冒頭に書きました通り、私はこんな二人に仕事の棲み分けをして業務に当たってもらっていたのですが・・・もう、皆様お分かりかもしれませんが、A君には、既存ユーザー担当を主に、B君には、新規ユーザー開拓を主に担当してもらっていました。

この体制で問題なく業務を回していたのですが、ある時、お客様の対応を巡ってA君とB君で言い争いがあり、いつも冷静なA君が珍しく私に食って掛かって来ました。

A君:「なぜB君は攻めで、なぜ僕は守りなんですか?」
   (その時一寸困惑したのを記憶しています。)
私 :「なぜって・・・それは」

今までA君からそんな単刀直入な質問を浴びせられた事の無かった私は、一寸間を取ってからA君と話を始めました。

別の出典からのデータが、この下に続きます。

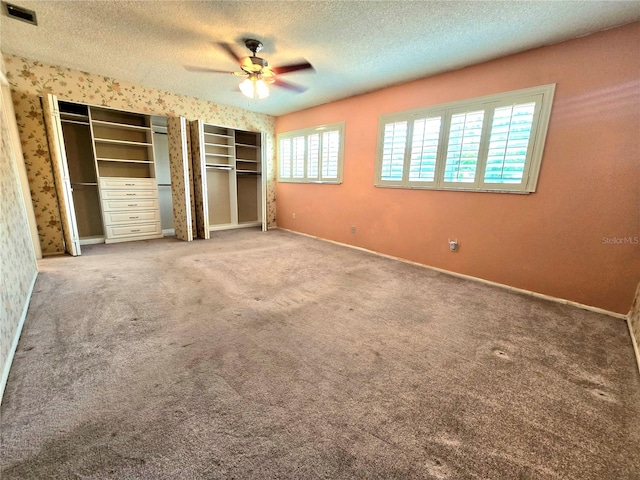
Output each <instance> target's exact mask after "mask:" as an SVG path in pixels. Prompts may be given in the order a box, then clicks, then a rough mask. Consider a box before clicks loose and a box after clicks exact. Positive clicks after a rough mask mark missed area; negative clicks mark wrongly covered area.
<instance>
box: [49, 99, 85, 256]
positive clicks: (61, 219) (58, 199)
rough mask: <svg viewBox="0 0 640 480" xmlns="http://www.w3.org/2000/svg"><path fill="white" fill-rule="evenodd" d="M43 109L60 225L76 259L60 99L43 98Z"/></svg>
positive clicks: (70, 196) (68, 248) (64, 239)
mask: <svg viewBox="0 0 640 480" xmlns="http://www.w3.org/2000/svg"><path fill="white" fill-rule="evenodd" d="M42 109H43V111H44V123H45V128H46V130H47V138H48V140H49V152H50V154H51V164H52V168H53V176H54V179H55V182H56V192H57V195H58V203H59V205H60V223H61V226H62V235H63V238H64V244H65V250H66V251H67V252H68V253H70V254H71V255H73V256H74V257H75V256H77V255H80V253H81V252H80V238H79V235H78V225H77V223H76V215H75V208H74V205H73V195H72V190H71V180H70V178H69V168H68V166H67V157H66V154H65V150H64V139H63V136H62V124H61V122H60V110H59V108H58V99H57V98H56V97H55V96H54V95H51V94H47V96H46V97H42Z"/></svg>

人間には適材適所がある、当然それを乗り越えてオールマイティにこなす人もいるけど、私は、A君がB君より劣っているから既存ユーザーを任せている訳ではない。A君のスキルなら新規ユーザーでも問題ないと思っている。但し、B君は違う。彼が自分以外の誰かが入れたシステムの「お守」が出来るとは思わない。当然、彼には彼の良いところがあり、能力がないと言っている訳ではないが、彼の性格的な部分から考えると、守りを任す事は「今は出来ない」と思っている・・・

私の持論ですが、スキルは磨けば光るが、性格は自分自身が気付き、変えようと思わなければ絶対に変わらない。まして他人が変える事など出来ない、と思っています。

■話を戻して、ここでは2点

1点目は、いかに信頼していて、手間の掛からない部下であっても、コミュニケーションは重要だという点です。ここで言うコミュニケーションは、決して飲みニケーションでは無く、本質的な部分、要するに相手が本当に話したいと思っている内容を聞き、相互理解を深め、信頼関係を築くと言う意味です。

2点目は、確かに今の世の中、既存ユーザーだけでは食べていけません。しかし、新規ユーザーを獲得する為には、既存ユーザーでの実績や経験、共に発展してきた信頼関係から学ぶことも多いと思います。華々しい活躍が見える活動も必要ですが、縁の下の力持ちの活動も重要であり、それを分かる様に表現してあげる事も大切だという点です。誰しも皆が主人公ですから・・・と私は考えています。